Google DeepMind's recent research reveals hidden issues in evaluating the performance of text-to-image AI models. In a study published on the preprint server arXiv, they introduce a new method called "Gecko" aimed at providing a more comprehensive and reliable evaluation standard for this emerging technology.
"Although text-to-image generation models have become very popular, the images they generate may not fully align with the given textual descriptions," warns the DeepMind team in their paper titled "Re-evaluating Text-to-Image Evaluation with Gecko: Metrics, Prompts, and Human Ratings."
They point out that the current datasets and automated evaluation metrics used to assess the capabilities of models like DALL-E, Midjourney, and Stable Diffusion are not comprehensive. Small-scale human evaluations provide limited information, while automated evaluation metrics may overlook important details and even contradict human reviewers' perspectives.
Introduction to Gecko: A New Benchmark for Text-to-Image Models
To uncover these issues, the researchers developed Gecko, a new evaluation toolkit that sets higher difficulty levels for text-to-image models. Gecko presents these models with 2,000 textual descriptions covering a wide range of skills and complexities. It categorizes these descriptions into specific sub-skills, going beyond vague categories to precisely identify the specific bottlenecks hindering model development.

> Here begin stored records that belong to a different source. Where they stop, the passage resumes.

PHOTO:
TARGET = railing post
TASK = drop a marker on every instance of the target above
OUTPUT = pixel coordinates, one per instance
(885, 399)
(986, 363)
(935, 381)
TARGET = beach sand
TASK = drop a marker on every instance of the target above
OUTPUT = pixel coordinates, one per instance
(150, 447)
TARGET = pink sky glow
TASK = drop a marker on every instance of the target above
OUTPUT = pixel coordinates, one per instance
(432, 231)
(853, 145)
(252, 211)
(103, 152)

"This skill-based benchmark categorizes descriptions into sub-skills, allowing practitioners to not only identify which skills are challenging but also determine the level of complexity at which these skills become challenging," explains co-lead author Olivia Wiles.

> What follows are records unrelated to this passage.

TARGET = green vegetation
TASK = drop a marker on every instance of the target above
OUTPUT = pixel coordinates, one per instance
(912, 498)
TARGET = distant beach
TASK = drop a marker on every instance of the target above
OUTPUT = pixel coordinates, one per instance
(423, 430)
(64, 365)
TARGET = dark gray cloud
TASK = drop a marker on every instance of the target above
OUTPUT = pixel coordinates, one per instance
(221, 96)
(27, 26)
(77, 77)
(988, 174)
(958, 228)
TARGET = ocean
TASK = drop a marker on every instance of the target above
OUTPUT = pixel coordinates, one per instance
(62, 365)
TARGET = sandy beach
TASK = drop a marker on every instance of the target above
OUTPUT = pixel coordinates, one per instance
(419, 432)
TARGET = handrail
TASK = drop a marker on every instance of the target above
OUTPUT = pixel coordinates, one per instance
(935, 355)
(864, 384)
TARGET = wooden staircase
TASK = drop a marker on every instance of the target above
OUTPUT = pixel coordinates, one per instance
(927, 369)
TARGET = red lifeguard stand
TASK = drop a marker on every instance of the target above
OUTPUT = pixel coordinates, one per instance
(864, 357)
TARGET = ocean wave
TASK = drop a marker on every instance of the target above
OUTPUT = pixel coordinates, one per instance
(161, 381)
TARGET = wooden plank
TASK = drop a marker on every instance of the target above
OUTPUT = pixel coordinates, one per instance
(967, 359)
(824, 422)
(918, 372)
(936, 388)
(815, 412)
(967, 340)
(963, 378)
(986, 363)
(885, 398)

A More Accurate Portrait of AI Capabilities
The researchers also collected over 100,000 human ratings of images generated by multiple leading models using Gecko prompts. By gathering this unprecedented volume of feedback data from different models and evaluation frameworks, this benchmark can distinguish whether performance differences are due to genuine model limitations, the ambiguity of the descriptions, or inconsistencies in evaluation methods.
"We collected over 100,000 annotations from humans for four prompts and four text-to-image models. This allows us to understand whether differences are due to the inherent ambiguity of the descriptions or due to differences in evaluation metrics and model quality," emphasizes the study.
Finally, Gecko incorporates an enhanced question-answering-based automated evaluation metric that aligns better with human judgments compared to existing metrics. When used to compare state-of-the-art models on the new benchmark, this combination reveals previously undetected differences in their strengths and weaknesses.
"We introduce a new QA-based automated evaluation metric that correlates better with human ratings on our new dataset, different human prompts, and existing metrics on TIFA160," the paper states. Overall, DeepMind's own Muse model performs exceptionally well when subjected to the Gecko test.
The researchers hope that their work will demonstrate the importance of using diverse benchmarks and evaluation methods to truly understand what text-to-image AI can and cannot do before deploying it in the real world. They plan to release the code and data of Gecko for free to promote further progress in this field.
"Our research shows that the choice of dataset and evaluation metrics has a significant impact on performance perception," says Wiles. "We hope that Gecko can more accurately evaluate and diagnose model capabilities in the future."
Therefore, despite the impressive AI-generated images that may seem incredible, we still need rigorous testing to distinguish genuine masterpieces from impostors. Gecko provides us with a way to achieve this.